In a recent study published in Clinical Nutrition, researchers investigated the influence of biological and psychological postpartum maternal stress on human milk fatty acid composition through a prospective cohort study in Amsterdam.
Maternal postpartum stress is known to affect the health of the infant, with exposure to stress during the developmental period potentially increasing the risk of a wide range of metabolic and mental health disorders in the child.
One of the suggested mechanisms of transmission of maternal stress to the newborn child is through compositional changes in human milk, specifically the levels of fatty acids. Studies have shown that fatty acids are essential for the healthy development of the infant, and insufficient levels of fatty acids in the diet increase the risk of diseases later in life.

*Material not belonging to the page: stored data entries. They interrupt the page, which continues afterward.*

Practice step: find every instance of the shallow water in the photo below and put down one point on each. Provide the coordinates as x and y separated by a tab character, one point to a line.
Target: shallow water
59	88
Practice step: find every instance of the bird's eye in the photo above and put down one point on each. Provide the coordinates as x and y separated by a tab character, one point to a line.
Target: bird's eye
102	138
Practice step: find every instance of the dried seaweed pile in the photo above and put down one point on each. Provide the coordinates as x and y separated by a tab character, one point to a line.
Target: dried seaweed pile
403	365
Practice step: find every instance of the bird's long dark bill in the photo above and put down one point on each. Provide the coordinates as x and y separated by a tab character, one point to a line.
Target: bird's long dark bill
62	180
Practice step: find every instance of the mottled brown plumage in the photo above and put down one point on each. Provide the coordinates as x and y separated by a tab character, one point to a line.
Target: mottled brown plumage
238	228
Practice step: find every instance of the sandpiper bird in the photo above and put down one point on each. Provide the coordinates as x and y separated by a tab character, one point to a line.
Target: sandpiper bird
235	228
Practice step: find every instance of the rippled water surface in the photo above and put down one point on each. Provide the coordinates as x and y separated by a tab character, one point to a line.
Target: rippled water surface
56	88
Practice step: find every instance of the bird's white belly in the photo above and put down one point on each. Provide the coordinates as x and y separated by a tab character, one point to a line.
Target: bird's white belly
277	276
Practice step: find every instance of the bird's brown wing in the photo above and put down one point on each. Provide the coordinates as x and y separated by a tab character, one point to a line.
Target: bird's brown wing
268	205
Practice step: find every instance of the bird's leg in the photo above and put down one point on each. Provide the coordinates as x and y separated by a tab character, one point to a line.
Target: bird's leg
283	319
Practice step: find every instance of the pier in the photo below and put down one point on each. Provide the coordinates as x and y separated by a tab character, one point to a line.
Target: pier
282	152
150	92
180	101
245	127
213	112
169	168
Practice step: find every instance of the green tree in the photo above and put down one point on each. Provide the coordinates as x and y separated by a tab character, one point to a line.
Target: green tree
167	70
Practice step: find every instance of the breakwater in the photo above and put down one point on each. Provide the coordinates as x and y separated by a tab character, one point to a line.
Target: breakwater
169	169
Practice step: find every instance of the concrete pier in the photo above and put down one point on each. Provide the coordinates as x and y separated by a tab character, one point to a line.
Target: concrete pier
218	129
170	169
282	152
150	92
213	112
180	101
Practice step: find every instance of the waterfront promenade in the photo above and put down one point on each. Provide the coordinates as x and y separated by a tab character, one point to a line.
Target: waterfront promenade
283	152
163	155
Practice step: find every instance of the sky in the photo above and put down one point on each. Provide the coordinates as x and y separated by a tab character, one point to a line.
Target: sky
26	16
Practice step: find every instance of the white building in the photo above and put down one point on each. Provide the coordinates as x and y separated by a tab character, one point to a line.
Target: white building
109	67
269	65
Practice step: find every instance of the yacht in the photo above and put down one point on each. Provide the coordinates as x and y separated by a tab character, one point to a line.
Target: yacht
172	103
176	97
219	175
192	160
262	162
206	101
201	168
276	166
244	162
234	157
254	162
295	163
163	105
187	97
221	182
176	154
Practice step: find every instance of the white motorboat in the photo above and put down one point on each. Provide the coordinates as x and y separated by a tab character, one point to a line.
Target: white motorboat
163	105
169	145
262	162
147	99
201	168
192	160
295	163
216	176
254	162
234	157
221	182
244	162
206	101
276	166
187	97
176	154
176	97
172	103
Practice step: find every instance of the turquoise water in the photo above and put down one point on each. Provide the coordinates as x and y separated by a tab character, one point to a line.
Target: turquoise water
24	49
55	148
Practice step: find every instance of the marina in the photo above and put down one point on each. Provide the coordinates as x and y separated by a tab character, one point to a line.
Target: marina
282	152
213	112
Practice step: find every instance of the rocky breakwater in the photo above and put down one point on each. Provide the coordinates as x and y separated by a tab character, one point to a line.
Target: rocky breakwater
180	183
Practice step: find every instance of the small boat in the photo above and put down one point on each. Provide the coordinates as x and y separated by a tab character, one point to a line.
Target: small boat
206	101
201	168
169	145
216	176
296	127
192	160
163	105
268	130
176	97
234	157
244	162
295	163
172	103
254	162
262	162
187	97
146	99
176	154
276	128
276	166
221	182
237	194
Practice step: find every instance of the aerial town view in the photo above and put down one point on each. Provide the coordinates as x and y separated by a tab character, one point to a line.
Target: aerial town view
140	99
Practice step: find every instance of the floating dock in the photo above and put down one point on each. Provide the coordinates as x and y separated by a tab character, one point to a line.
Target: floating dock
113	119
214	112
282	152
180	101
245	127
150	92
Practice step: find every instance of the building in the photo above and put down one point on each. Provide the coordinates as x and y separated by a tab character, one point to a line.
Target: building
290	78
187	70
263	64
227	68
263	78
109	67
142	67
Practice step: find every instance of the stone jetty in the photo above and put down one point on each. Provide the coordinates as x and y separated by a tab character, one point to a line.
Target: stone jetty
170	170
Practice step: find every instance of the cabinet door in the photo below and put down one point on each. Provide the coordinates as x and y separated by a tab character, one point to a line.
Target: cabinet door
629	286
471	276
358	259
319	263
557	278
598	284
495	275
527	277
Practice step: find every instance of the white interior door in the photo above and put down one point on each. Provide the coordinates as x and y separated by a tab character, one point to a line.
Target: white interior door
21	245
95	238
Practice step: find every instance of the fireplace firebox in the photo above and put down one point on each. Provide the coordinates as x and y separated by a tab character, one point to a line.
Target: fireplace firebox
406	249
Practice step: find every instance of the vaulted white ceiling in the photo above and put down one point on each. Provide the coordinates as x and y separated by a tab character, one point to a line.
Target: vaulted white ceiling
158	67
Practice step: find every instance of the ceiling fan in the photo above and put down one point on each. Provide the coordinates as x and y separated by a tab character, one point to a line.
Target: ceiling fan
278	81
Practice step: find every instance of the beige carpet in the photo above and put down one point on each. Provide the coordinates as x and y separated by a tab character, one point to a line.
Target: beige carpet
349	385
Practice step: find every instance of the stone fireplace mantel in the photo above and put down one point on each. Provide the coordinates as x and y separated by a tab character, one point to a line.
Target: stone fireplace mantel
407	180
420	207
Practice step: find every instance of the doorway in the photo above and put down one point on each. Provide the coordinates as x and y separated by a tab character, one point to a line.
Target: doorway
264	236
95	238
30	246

Experiments with animal models have shown that exposure to stress during early development leads to low levels of polyunsaturated fatty acids in the plasma and brain. While various factors such as body mass index, genetics, and maternal diet can influence the fatty acid composition of human milk, emerging evidence suggests that the psychopathologies of postpartum stress can change the fatty acid composition of human milk. However, conclusive studies on how stress affects human milk fatty acid composition are lacking.
About the study
The present prospective cohort study called the Amsterdam mother’s milk study, recruited pregnant or new mothers aged 18 years or older who intended to breastfeed their infants at least for the first month. Mothers with gestational diabetes mellitus or on glucocorticoid or psychopharmaceutical medications were excluded, as were neonatal infants with major congenital disorders or diseases which reduced their life expectancy to below a month.
The study included two groups of new mothers to cover a wide range of stress levels. This high-stress group consisted of mothers whose infants had been hospitalized for at least two days and a control group consisting of mothers with healthy infants.
Psychological stress perceptions were assessed using a validated questionnaire to determine factors such as early-life stress due to abuse, neglect, or trauma, lifetime history of stress, and situational stress levels. The questionnaire also evaluated anxiety, postnatal depression, and food intake in the mothers.
Hair samples were collected once, before ten days from birth, to measure cortisol and cortisone levels, which were used as the last trimester baseline of stress. Two and three samples of saliva and milk samples, respectively, were collected on days 10, 17, and 24 after birth. Saliva swabs were collected to measure the cortisol awakening response. Milk samples were used to assess fatty acid and cortisol levels.
The results determined that maternal postpartum stress was correlated to lower concentrations of total fatty acids, monounsaturated fatty acids, saturated fatty acids, long-chain polyunsaturated fatty acids, and omega-6 (n6) polyunsaturated fatty acids in mature milk (collected on days 17 and 24), but not in transitional milk (collected on day 10).
The absolute concentrations of total fatty acids, polyunsaturated fatty acids, and omega-6 polyunsaturated fatty acids were lower in the high-risk group compared to the control group. The relative concentrations of fatty acids and cortisol levels did not differ between the high-risk and control groups.
Analysis of perceived psychological stress revealed that lifetime stress negatively affected the levels of omega-6 polyunsaturated fatty acids and linoleic acid and the omega-3 to omega-6 polyunsaturated fatty acids ratio. Recent depression, anxiety, and perceived stress did not affect human milk fatty acids. The authors noted that other lifestyle factors and dietary intake could also indirectly affect the concentrations of fatty acids in human milk.
Overall, the study showed that maternal postpartum stress resulted in lower concentrations of total, saturated, long-chain polyunsaturated, monounsaturated, and omega-6 polyunsaturated fatty acids in mature human milk. The authors believe that the low levels of fatty acids in human milk could transmit stress signals to the infant.
Furthermore, the study found that recent perceived stress, anxiety, and depression did not influence the fatty acid concentrations in human milk. Still, a history of stress exposure did negatively impact human milk composition. According to the authors, chronic stress levels could cause physiological and metabolic changes in the mother’s body that manifest noticeably during postpartum stress.